Have we arrived at another, multi-functioning generation of telecare?

click to enlarge Profiled in Reuters in an article on home monitoring for older adults is a desktop-sized, sleekly telecare unit called OnKöl (that’s On Call for those who wonder what an umlaut is doing there) for the home market. Debuting back in January at International CES, it monitors activity in an area of the home (that green eye looks like a vintage radio DuMont Magic Eye tuner) and is extended through home monitoring sensors such as bed, door and window. Like Lively, it also has an in-home wrist/pendant emergency alert device and is self-installed.
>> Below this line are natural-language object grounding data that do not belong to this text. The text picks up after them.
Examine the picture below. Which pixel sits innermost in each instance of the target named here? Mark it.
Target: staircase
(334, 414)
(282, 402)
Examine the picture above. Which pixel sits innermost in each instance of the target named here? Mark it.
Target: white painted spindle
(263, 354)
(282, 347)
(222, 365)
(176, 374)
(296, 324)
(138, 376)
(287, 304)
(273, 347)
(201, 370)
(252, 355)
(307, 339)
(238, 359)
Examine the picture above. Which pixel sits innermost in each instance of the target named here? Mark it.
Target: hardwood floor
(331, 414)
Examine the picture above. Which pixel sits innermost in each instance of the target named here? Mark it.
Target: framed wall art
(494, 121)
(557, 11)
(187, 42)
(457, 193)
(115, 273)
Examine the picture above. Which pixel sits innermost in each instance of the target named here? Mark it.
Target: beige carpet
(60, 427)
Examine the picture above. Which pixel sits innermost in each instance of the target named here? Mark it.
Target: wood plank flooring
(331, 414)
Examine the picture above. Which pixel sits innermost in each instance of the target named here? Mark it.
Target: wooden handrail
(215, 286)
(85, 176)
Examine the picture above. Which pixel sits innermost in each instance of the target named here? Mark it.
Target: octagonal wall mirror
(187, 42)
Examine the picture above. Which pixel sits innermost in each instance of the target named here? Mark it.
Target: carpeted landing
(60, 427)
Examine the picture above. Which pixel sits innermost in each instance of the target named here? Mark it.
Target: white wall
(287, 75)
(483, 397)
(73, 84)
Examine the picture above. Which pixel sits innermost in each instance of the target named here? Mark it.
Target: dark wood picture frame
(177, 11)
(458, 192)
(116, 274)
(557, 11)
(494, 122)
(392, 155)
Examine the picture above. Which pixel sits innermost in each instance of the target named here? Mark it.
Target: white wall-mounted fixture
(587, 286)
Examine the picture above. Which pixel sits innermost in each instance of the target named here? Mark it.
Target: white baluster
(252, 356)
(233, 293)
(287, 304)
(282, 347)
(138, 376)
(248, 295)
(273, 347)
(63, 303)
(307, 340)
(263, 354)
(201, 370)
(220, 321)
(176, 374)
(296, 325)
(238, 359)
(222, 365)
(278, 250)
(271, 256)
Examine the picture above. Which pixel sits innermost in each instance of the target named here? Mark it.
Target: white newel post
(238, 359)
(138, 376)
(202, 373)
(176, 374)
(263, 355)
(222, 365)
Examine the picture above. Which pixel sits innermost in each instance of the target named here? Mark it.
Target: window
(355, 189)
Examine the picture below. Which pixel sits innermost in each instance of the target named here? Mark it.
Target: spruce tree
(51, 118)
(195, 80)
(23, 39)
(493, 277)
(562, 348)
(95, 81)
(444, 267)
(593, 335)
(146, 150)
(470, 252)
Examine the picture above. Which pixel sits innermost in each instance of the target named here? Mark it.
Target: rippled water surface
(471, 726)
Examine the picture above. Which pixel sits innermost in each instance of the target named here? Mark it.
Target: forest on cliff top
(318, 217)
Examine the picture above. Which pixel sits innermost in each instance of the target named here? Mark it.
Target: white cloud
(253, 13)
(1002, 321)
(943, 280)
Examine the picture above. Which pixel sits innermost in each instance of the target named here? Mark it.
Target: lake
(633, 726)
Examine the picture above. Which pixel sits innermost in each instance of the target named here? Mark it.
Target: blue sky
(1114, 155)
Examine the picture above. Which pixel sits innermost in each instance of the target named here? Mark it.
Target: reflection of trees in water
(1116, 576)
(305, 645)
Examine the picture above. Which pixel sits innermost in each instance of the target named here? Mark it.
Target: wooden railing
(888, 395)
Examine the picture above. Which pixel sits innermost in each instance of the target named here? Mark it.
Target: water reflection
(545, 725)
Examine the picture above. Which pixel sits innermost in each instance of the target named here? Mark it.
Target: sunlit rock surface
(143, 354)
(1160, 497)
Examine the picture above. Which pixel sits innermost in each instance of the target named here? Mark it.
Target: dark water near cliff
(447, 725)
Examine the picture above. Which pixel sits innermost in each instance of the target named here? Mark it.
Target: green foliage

But what’s new about it is its telehealth side–connecting via Bluetooth and USB cable to typical medical monitors such as weight scales, blood glucose and pressure, as well as a med reminder setup. These seem to be brand-agnostic. A unique safety feature is a caller ID recorder for tracking calls. Activity and health information are stored, with alerts going to designated family members. According to the article, the founder designed it for monitoring his mother recovering from colon cancer. The Milwaukee-based company is financed through Series A (Capital Midwest Fund, $2.8 million), moving towards Series B, and OnKöl will be in market early next year. What is not apparent either from these articles or the website is its connectivity (Wi-Fi? Cellular? POTS?), its pricing, how the information is reported or other investors. A small drawback on the telehealth side is that there’s no manual input for vital signs

Also Reuters profiled Nortek Security, which purchased Libris from Numera [TTA 3 July], along with the surprising disclosure that Nortek’s customer ADT is interested in expanding into health and wellness. (Having once marketed the QuietCare platform, this counts as a ‘Back to the Future’ moment.) Another surprise is long-time telehealth company Ideal Life intent to go direct to consumer with its own system. Many signs that telecare is redeveloping past behavioral monitoring by blending in elements of telehealth and other safety-related features.